SACRAMENTO — As the deadline for Gov. George Deukmejian to sign or veto bills came and went last week, it was evident that some last-minute maneuvering in the Legislature had saved the Orange County delegation from defeat on several fronts.
Especially in the area of transportation, the delegation ultimately scored high marks despite early indications that the county was going to emerge from the session a clear loser.
Going into the session last January, transportation needs were Orange County's top priority. The county has 20 major highway projects in the works, 12 of which are behind schedule.
Last week, Deukmejian signed several bills affecting transportation in the county that were passed in the closing days of the legislative session.
Toll Roads Approved
One was a bill by Sen. John Seymour (R-Anaheim) authorizing toll roads in Orange County.
County transportation officials already have mapped a 15-mile route from Irvine to San Juan Capistrano through the hills west of the San Diego Freeway as the prime candidate for the first toll road, and construction could begin as soon as 1990. The project would be the first such effort in the state.
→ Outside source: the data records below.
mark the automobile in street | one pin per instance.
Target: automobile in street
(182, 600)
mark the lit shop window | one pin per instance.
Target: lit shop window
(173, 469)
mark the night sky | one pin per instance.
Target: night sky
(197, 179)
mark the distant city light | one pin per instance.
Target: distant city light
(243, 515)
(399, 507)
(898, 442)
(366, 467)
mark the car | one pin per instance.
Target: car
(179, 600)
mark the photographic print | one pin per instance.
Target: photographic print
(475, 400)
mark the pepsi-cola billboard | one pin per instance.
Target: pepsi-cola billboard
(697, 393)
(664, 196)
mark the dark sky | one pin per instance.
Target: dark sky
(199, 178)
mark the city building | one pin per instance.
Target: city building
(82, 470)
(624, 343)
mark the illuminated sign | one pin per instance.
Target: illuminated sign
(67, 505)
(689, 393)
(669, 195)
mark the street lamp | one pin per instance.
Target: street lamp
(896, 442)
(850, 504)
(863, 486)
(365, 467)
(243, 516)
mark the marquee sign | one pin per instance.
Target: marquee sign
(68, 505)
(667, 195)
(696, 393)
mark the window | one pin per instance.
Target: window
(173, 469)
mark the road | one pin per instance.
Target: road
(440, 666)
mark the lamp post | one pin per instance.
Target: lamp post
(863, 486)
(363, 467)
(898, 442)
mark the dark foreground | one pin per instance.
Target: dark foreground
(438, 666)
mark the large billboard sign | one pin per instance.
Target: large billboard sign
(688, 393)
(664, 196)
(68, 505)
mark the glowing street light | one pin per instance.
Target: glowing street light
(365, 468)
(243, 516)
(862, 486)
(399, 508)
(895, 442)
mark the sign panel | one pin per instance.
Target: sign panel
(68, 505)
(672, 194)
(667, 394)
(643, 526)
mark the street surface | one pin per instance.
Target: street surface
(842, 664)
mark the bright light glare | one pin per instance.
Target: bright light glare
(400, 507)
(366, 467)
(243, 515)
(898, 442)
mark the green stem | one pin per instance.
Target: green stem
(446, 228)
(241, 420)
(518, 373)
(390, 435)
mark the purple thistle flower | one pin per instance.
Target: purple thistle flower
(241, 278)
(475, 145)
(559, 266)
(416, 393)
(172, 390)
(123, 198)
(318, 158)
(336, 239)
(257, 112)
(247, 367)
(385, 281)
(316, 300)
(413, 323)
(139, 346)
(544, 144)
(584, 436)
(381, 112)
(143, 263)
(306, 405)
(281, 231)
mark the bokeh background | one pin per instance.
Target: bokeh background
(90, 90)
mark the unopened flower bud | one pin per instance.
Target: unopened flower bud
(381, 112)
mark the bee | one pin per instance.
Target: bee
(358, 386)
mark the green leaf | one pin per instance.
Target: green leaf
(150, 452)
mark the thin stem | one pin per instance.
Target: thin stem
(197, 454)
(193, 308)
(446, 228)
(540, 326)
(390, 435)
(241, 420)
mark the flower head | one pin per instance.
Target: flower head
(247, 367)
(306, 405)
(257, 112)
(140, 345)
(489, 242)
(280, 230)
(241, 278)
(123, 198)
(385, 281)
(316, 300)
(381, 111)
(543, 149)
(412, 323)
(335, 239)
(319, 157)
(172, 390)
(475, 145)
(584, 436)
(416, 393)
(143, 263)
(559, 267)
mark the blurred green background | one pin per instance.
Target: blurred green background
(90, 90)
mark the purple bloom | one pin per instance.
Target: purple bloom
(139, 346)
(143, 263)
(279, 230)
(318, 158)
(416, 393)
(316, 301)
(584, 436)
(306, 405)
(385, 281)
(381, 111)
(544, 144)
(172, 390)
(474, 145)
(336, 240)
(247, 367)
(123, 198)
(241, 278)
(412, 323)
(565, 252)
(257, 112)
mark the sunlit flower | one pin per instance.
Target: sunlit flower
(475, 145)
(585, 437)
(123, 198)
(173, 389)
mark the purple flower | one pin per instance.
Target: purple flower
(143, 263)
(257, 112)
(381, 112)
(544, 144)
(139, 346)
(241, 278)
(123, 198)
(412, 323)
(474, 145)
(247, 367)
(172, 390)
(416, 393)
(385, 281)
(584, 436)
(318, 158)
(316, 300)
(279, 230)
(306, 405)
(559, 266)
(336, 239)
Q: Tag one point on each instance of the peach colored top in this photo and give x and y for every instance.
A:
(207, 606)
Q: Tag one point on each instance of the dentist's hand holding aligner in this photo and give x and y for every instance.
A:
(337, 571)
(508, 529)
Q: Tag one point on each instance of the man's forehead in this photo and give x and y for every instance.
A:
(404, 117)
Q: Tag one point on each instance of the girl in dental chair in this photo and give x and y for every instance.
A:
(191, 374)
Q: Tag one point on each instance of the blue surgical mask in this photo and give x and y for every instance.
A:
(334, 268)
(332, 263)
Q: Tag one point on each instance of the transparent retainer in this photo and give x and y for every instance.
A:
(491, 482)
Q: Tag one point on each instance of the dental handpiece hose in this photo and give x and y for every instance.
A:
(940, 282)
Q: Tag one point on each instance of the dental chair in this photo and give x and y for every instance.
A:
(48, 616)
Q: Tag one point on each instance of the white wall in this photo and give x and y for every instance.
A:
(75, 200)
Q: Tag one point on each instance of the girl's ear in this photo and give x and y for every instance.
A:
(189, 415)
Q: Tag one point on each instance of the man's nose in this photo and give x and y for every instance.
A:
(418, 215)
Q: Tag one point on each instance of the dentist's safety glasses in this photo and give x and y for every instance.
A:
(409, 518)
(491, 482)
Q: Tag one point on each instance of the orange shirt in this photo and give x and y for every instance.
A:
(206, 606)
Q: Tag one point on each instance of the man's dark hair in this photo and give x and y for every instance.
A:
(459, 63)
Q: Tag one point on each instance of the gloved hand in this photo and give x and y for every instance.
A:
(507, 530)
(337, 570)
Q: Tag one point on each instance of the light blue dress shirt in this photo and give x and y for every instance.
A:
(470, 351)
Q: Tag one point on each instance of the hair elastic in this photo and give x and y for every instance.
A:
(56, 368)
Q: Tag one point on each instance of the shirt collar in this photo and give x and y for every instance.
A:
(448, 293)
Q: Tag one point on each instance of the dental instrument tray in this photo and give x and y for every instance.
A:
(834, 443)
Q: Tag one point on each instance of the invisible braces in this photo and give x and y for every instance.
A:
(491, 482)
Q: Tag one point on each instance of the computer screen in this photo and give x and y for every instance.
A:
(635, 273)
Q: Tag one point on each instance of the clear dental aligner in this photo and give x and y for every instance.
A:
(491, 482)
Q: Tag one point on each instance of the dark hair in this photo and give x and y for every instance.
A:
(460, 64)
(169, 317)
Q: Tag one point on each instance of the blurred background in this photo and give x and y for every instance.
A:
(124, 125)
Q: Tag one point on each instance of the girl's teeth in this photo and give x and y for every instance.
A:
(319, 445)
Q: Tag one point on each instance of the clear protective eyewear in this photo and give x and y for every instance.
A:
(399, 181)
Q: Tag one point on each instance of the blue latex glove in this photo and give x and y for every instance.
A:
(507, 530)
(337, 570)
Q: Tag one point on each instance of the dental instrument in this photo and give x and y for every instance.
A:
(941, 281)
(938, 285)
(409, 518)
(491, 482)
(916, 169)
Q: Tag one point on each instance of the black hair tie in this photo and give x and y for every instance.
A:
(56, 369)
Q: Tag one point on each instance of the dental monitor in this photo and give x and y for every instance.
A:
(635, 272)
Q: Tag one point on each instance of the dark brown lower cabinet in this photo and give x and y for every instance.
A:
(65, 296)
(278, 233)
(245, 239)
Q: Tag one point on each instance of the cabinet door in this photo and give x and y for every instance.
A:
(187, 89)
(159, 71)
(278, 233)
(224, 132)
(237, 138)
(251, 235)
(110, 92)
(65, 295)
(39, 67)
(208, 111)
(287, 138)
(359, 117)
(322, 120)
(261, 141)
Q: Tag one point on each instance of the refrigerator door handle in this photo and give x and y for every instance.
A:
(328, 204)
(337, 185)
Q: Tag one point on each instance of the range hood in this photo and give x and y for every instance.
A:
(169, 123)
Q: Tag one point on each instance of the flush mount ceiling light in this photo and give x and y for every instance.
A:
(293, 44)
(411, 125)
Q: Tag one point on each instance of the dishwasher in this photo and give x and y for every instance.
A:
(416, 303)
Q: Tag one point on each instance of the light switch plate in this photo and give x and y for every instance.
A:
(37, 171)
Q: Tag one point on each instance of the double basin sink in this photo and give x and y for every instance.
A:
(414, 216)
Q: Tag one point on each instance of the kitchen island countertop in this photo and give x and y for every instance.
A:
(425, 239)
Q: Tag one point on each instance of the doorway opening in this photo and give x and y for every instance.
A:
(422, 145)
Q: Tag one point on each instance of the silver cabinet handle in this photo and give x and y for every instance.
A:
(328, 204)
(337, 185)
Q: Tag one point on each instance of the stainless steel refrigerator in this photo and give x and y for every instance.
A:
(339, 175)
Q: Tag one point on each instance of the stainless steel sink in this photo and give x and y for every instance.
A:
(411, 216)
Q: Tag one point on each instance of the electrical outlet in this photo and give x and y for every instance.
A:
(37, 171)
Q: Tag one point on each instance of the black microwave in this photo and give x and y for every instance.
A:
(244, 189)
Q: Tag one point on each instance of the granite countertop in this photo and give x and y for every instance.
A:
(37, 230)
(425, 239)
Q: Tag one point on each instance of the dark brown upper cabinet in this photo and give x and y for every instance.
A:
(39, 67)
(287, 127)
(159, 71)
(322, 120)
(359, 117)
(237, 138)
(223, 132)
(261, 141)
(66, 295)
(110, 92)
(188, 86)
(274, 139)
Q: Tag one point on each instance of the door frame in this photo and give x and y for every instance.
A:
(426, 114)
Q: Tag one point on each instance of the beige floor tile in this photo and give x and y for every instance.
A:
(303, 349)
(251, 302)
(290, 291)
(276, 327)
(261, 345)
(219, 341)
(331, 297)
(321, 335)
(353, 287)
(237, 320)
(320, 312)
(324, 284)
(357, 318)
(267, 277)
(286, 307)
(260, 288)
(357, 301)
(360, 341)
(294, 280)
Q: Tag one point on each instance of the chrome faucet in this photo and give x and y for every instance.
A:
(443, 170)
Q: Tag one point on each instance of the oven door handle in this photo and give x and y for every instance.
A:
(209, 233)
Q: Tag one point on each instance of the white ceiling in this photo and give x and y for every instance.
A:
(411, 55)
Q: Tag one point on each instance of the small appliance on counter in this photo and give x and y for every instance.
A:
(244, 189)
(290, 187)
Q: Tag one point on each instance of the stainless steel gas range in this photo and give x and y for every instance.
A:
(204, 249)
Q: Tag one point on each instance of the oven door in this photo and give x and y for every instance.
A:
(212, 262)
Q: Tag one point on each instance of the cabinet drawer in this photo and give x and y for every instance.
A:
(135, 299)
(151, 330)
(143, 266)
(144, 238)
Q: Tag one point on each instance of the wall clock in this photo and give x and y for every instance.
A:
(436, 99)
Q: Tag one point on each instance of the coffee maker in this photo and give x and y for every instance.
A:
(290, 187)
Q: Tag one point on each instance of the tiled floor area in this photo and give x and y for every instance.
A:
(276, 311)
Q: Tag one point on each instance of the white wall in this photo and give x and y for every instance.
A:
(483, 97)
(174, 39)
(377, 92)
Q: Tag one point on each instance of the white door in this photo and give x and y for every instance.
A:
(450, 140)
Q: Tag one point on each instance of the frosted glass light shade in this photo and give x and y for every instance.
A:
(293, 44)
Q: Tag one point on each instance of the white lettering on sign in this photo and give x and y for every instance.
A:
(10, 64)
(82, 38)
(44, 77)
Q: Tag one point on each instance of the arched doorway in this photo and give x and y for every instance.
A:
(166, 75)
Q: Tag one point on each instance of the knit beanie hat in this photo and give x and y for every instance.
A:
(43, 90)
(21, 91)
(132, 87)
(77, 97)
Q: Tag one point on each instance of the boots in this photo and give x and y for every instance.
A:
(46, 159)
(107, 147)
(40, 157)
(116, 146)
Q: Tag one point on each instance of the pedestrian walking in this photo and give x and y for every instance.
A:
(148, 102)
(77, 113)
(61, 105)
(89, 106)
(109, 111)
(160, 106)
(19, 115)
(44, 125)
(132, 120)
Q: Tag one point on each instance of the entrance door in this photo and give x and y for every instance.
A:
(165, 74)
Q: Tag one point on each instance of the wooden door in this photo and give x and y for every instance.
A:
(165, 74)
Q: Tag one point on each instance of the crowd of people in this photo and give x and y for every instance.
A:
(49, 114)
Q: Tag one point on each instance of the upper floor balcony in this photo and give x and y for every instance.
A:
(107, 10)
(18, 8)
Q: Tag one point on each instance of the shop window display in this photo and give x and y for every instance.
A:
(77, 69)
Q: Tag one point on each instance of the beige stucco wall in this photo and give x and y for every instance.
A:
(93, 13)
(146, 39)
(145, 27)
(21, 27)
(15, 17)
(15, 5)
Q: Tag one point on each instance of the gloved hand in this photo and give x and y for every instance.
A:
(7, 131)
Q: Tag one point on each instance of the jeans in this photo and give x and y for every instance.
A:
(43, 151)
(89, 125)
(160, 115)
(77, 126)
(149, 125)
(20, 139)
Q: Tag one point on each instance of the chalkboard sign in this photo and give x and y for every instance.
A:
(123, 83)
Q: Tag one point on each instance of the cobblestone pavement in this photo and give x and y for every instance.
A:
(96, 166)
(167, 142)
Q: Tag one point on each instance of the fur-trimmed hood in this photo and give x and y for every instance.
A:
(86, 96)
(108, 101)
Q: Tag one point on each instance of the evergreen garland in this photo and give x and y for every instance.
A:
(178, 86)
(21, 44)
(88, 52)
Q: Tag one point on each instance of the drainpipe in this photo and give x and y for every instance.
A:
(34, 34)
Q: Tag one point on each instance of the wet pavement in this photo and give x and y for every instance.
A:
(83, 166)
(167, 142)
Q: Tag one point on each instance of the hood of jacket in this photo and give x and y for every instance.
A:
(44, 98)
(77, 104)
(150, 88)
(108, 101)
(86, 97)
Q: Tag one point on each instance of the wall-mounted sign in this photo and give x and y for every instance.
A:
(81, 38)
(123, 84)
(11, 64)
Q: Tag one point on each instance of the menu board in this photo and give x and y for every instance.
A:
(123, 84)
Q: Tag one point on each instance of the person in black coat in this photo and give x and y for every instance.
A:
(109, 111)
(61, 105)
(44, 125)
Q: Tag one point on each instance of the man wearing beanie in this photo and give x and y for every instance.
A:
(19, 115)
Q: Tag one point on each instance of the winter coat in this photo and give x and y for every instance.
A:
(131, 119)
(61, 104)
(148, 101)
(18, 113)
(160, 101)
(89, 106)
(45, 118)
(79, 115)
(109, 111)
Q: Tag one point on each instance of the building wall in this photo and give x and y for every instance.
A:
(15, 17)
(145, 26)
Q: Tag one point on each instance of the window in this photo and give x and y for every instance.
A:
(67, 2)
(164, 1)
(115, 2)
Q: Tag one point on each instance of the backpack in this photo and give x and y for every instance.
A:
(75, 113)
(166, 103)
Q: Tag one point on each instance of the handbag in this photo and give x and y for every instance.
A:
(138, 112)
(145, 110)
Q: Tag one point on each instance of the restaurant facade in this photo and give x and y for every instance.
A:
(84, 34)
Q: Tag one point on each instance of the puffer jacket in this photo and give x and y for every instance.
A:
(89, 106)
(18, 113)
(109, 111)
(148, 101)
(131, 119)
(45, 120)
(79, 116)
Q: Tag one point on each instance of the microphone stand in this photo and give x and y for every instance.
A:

Other likely routes include a 17-mile stretch from the Riverside Freeway in Yorba Linda to Interstate 5 in Irvine, known as the Eastern Transportation Corridor, and a 32-mile route, known as the Foothill Corridor, connecting that Eastern Corridor to I-5 in San Clemente.
Seymour said he believed the Orange County delegation had its best performance this session of his five years in the Senate.
"It was a very positive year for the county," Seymour said. "I think we have begun a momentum, and now we have to keep pushing that ball."
Sen. Marian Bergeson (R-Newport Beach) pushed through a bill that will allow the county to initiate new highway construction and seek reimbursement later by the state or federal government. Because hangups in the timing of state and federal financing have caused frequent delays in highway projects, the legislation was seen as critical for Orange County.
However, Bergeson was unable to win passage for legislation that would have allowed Caltrans to contract with private firms for some engineering and design work on highway construction projects. Bergeson said that bill also would have helped cut down on costly delays.
The bill sailed through the Senate but bogged down in the Assembly when Speaker Willie Brown (D-San Francisco) added amendments requiring 15% of the contracts to be awarded to minority businesses and another 5% to businesses owned by women. At that point, the Orange County delegation refused to support the bill.
However, Bergeson expects to renew action on the measure as soon as the Legislature returns to Sacramento in January.
'Good Job' for County
"We did a good job for the county," Bergeson said. "We would lose out if we couldn't get the contracting-out bill. But the bill is sitting there. It's not dead. It's very much alive."
The problem is that, even if Bergeson's bill passed early in the next session, it would not take effect until Jan. 1, 1989. Another critical year would contribute to further delays.
Bergeson can try to get the bill passed as an emergency measure, which would make it effective earlier, but that would require approval by two-thirds of the Legislature.
"I'm not optimistic we can accomplish that because there will be some opposition to the bill," she said.
Bergeson, who is considered a strong contender for the state treasurer's position left vacant by the death of Jesse Unruh on Aug. 3., said the bill would be carried by someone else if she is no longer in the Senate in January.
Stan Oftelie, executive director of the Orange County Transportation Commission, said the county was a clear winner with transportation-related legislation this year.
"We had an exceptionally ambitious program, and we did very well," he said.
Oftelie conceded that Bergeson's contracting bill was a crucial measure, but he agreed out that it would still be around next session.
'Milestone for Us'
"The toll road bill is a tremendous milestone for us," he said. "We will move quickly on that. That was the watershed for this year."
Another long-term victory for the county was getting the state to provide it with its own Department of Transportation district office, severing the county's ties to the Los Angeles Caltrans office.
After Assemblyman Ross Johnson (R-La Habra) introduced a bill early in the session creating the office, Deukmejian bowed to pressure from politicians and business leaders and created the new office in April.
Last week, the governor signed legislation by Johnson that provided $4.1 million to staff the new Caltrans district office with 600 employees, many of whom will transfer from the Los Angeles office.
Sen. Ed Royce (R-Anaheim) said that severing ties to the Los Angeles Caltrans district office will allow Orange County top priority on new highway projects.